Tanquay returned to Paris in 1920 to study with Vincent d'Indy at the Schola Cantorum. He remained in that city for the next five years studying under Georges Caussade (harmony and counterpoint), Édouard Mignan (organ), and Simone Plé-Caussade (piano).

==Career==
Tanguay returned to Canada in 1925 to assume the post of organist at Église de l'Immaculée-Conception, Montréal. He remained there through 1945.

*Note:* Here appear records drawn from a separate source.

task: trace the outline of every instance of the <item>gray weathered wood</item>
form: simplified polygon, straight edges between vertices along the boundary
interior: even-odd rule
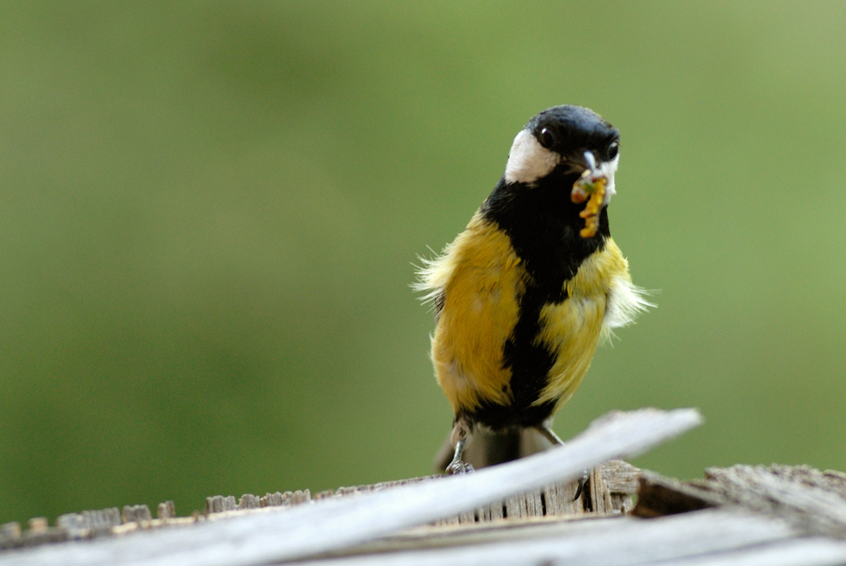
[[[846,538],[846,479],[806,466],[709,468],[681,482],[644,473],[635,514],[656,516],[721,505],[782,517],[803,532]]]
[[[574,480],[583,470],[648,448],[697,426],[694,409],[642,409],[596,420],[544,453],[473,474],[353,497],[321,499],[274,513],[208,521],[190,529],[12,551],[0,564],[257,564],[343,548],[474,509],[491,501]]]
[[[785,523],[748,512],[707,509],[662,519],[629,517],[561,521],[546,531],[531,527],[425,550],[309,561],[308,566],[490,566],[579,564],[625,566],[670,562],[761,548],[796,535]],[[521,532],[522,531],[522,532]],[[541,532],[538,532],[541,531]],[[463,542],[463,543],[462,543]],[[766,563],[759,563],[765,564]]]

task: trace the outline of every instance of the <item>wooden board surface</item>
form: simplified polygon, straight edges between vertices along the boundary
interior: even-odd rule
[[[585,469],[640,453],[700,422],[693,409],[617,413],[566,446],[473,474],[281,510],[266,508],[184,528],[7,551],[0,564],[259,564],[303,558],[574,480]]]

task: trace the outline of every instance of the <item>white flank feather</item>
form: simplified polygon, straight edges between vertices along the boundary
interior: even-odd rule
[[[646,299],[649,291],[638,287],[628,278],[617,277],[611,283],[611,290],[602,320],[602,337],[610,341],[614,337],[614,328],[627,327],[634,322],[641,313],[656,305]]]

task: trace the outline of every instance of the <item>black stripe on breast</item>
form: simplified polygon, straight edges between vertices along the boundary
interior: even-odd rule
[[[500,180],[482,205],[482,215],[496,223],[511,240],[521,264],[530,276],[519,298],[519,319],[503,347],[503,365],[511,370],[511,405],[488,404],[472,415],[492,428],[541,424],[550,416],[555,403],[532,406],[548,382],[555,353],[535,344],[540,331],[541,310],[547,304],[568,299],[564,283],[572,278],[582,262],[605,246],[609,235],[607,210],[600,216],[599,230],[593,238],[582,238],[585,227],[579,212],[583,204],[570,201],[569,190],[575,181],[565,179],[538,186],[506,184]]]

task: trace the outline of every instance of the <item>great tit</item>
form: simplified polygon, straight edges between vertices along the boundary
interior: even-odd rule
[[[467,228],[419,270],[455,416],[439,458],[448,473],[560,443],[552,415],[600,340],[652,306],[608,230],[619,140],[588,108],[540,113]]]

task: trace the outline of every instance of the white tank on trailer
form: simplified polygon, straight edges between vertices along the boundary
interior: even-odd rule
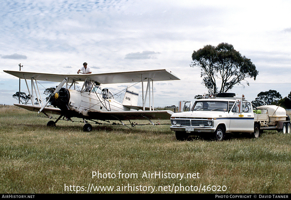
[[[273,122],[274,125],[280,121],[285,121],[287,117],[286,110],[280,106],[274,105],[261,106],[258,107],[258,109],[267,109],[268,115],[270,117],[270,123]]]

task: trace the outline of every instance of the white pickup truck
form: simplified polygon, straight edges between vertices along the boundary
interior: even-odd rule
[[[226,133],[231,132],[250,133],[257,138],[264,130],[288,134],[290,130],[290,118],[283,108],[253,108],[245,98],[235,97],[197,100],[190,111],[172,115],[171,123],[171,130],[175,132],[177,140],[181,140],[190,135],[202,135],[221,141]]]

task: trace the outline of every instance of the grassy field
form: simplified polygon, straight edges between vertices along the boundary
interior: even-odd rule
[[[48,127],[49,120],[37,115],[0,108],[0,193],[291,192],[290,135],[265,131],[257,139],[230,134],[222,142],[180,142],[169,125],[92,125],[85,132],[82,123]],[[155,172],[159,178],[149,177]]]

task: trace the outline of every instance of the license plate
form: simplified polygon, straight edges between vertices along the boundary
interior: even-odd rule
[[[186,127],[185,128],[186,131],[194,131],[194,128],[191,127]]]

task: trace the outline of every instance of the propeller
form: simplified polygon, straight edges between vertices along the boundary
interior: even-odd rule
[[[60,84],[56,88],[56,89],[54,91],[54,93],[53,93],[51,95],[51,96],[49,97],[49,98],[48,100],[47,101],[47,102],[45,102],[45,104],[44,104],[42,107],[41,108],[40,108],[40,109],[39,111],[38,111],[38,113],[39,113],[40,112],[41,112],[42,110],[43,109],[45,108],[45,107],[47,105],[48,103],[49,102],[49,100],[51,100],[51,98],[52,97],[54,96],[55,94],[56,93],[60,91],[60,90],[62,88],[62,87],[63,87],[63,86],[64,85],[65,83],[67,82],[67,80],[68,80],[68,77],[66,77],[65,78],[65,79],[61,82]]]

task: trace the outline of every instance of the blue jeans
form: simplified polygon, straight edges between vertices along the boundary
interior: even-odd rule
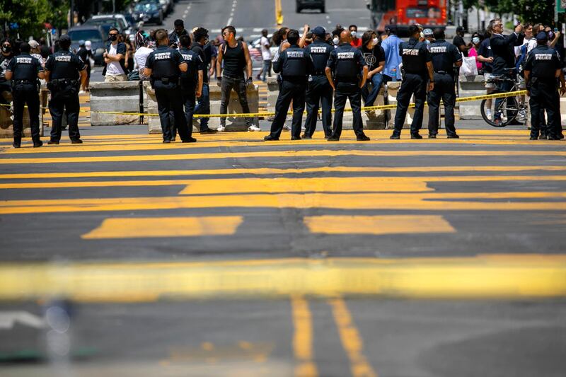
[[[379,93],[379,88],[381,87],[381,81],[383,80],[383,76],[381,73],[376,74],[371,76],[371,83],[373,88],[371,91],[369,91],[369,80],[366,82],[364,88],[362,89],[362,98],[364,98],[364,106],[373,106],[374,103],[377,98],[377,95]]]
[[[265,81],[265,76],[267,75],[271,77],[271,60],[263,61],[263,77],[262,81]]]
[[[210,114],[210,89],[208,83],[202,83],[202,93],[198,99],[198,103],[195,106],[195,115],[197,114]],[[200,130],[208,129],[209,118],[200,118]]]

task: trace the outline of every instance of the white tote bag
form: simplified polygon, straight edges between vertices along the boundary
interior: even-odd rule
[[[462,56],[462,66],[460,74],[463,76],[477,76],[478,66],[475,64],[475,57]]]

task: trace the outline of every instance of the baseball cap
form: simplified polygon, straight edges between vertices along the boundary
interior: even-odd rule
[[[317,37],[323,38],[326,35],[326,30],[322,26],[317,26],[313,29],[313,34]]]
[[[548,33],[545,31],[539,32],[536,35],[536,40],[548,40]]]

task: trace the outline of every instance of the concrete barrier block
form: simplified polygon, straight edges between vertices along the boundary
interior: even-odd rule
[[[120,112],[139,112],[139,81],[91,83],[91,123],[93,126],[123,124],[135,122],[137,115],[101,114],[98,111]],[[129,118],[132,118],[131,120]],[[128,122],[128,120],[129,120]]]
[[[4,92],[4,98],[11,102],[11,93]],[[40,105],[44,106],[43,100],[47,102],[47,92],[43,91],[40,93]],[[40,136],[43,136],[43,113],[40,109]],[[0,106],[0,138],[10,139],[13,137],[13,121],[11,119],[11,111],[6,106]],[[30,128],[30,113],[28,108],[23,110],[23,137],[31,137],[31,129]]]

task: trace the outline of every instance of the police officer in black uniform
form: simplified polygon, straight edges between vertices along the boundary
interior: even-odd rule
[[[277,55],[273,60],[273,71],[276,74],[280,73],[282,81],[275,104],[275,117],[271,124],[271,132],[264,138],[265,141],[279,140],[291,100],[293,123],[291,127],[291,139],[301,140],[301,125],[305,109],[306,89],[306,58],[304,50],[299,47],[299,31],[289,30],[287,41],[291,47]]]
[[[187,127],[187,120],[183,112],[183,95],[179,85],[181,72],[187,71],[187,63],[178,50],[168,47],[169,37],[166,31],[159,29],[155,33],[155,38],[158,47],[147,57],[144,73],[146,76],[150,76],[151,87],[155,90],[163,143],[171,142],[175,123],[181,141],[183,143],[194,143],[197,139],[191,137],[192,125],[190,128]],[[173,122],[169,117],[169,111],[171,110],[175,115]]]
[[[67,111],[69,137],[74,144],[82,144],[79,132],[79,90],[81,83],[86,80],[86,66],[76,54],[71,52],[71,38],[64,34],[59,39],[59,50],[47,58],[45,62],[45,81],[51,91],[49,112],[52,125],[51,139],[48,144],[58,144],[61,139],[63,110]],[[80,77],[80,79],[79,79]]]
[[[427,97],[427,80],[429,90],[434,88],[432,62],[427,44],[419,42],[420,30],[416,25],[409,26],[409,42],[399,45],[399,54],[403,59],[403,76],[401,87],[397,93],[397,112],[395,114],[395,129],[389,139],[399,139],[411,96],[415,95],[415,114],[411,123],[411,139],[422,139],[419,130],[422,126],[422,113]]]
[[[6,69],[6,79],[11,80],[13,98],[13,147],[20,148],[23,131],[23,108],[28,105],[33,147],[43,145],[40,140],[39,81],[43,79],[43,68],[30,54],[31,47],[25,42],[20,47],[21,54],[12,59]]]
[[[342,119],[346,99],[350,100],[354,115],[352,124],[356,139],[366,141],[369,138],[364,134],[362,123],[362,88],[367,79],[367,64],[362,52],[350,45],[352,35],[349,30],[340,33],[338,47],[330,52],[325,71],[326,78],[335,91],[334,124],[329,141],[337,141],[342,134]],[[359,74],[362,72],[362,81]],[[334,78],[333,79],[333,74]]]
[[[325,69],[334,47],[326,42],[326,30],[321,26],[313,30],[313,43],[305,47],[308,81],[306,89],[306,120],[303,139],[311,139],[316,129],[318,103],[323,107],[323,129],[327,139],[330,137],[333,89],[326,79]]]
[[[458,139],[454,127],[456,87],[454,66],[462,65],[462,55],[458,47],[444,40],[444,30],[434,29],[434,42],[428,45],[434,69],[434,88],[429,92],[429,139],[438,134],[440,99],[444,104],[444,123],[449,139]]]
[[[181,72],[180,86],[183,100],[185,105],[185,115],[187,127],[192,129],[192,115],[195,113],[196,97],[202,93],[202,80],[206,71],[204,62],[199,54],[190,50],[190,37],[183,35],[179,37],[179,52],[187,63],[187,71]],[[173,115],[174,117],[174,115]],[[173,137],[175,134],[173,133]]]
[[[541,31],[536,35],[537,47],[529,52],[524,65],[526,90],[531,99],[531,140],[538,139],[539,132],[549,140],[560,140],[558,132],[562,125],[556,124],[556,114],[560,112],[558,77],[560,59],[558,54],[547,45],[548,35]],[[546,110],[547,129],[541,129],[541,112]],[[541,139],[545,137],[541,137]]]

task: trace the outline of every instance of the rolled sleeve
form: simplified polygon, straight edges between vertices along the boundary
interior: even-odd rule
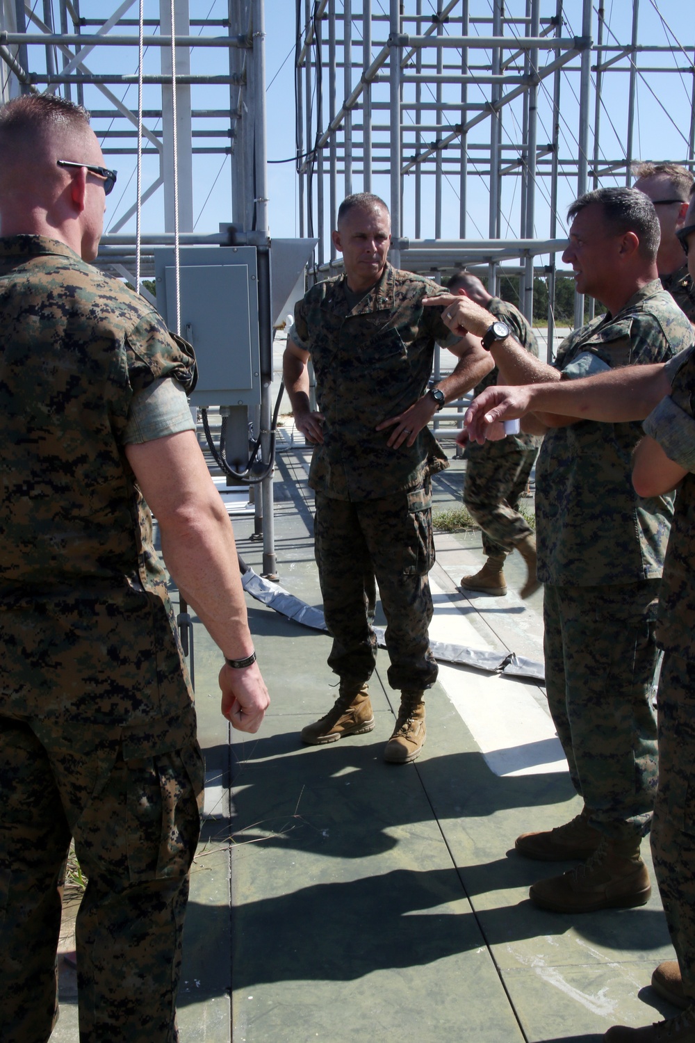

As an educator, Tanguay taught privately and at a number of institutions. In the 1930s he taught at the Conservatoire national de musique. He was one of the original faculty members at the Conservatoire de musique du Québec à Montréal when the school opened in 1943. He later taught harmony and organ at the Université de Montréal. Many of his students had musical careers, including musicians Léon Bernier, Maurice Blackburn, Marcel Laurencelle, Gilberte Martin, Marcelle Martin, Magdeleine Martin, Lucien Martin, André Mérineau, Renée Morisset, and Micheline Tessier.

His works continued to be performed after his death: in 2012 his "Deuz pieces pour orchestre" was performed by the Newfoundland Symphony Orchestra.

In 2018, to mark the Canadian Sesquicentennial, a performance of Tanguay's Pavane was recorded by the Symphonova Orchestra.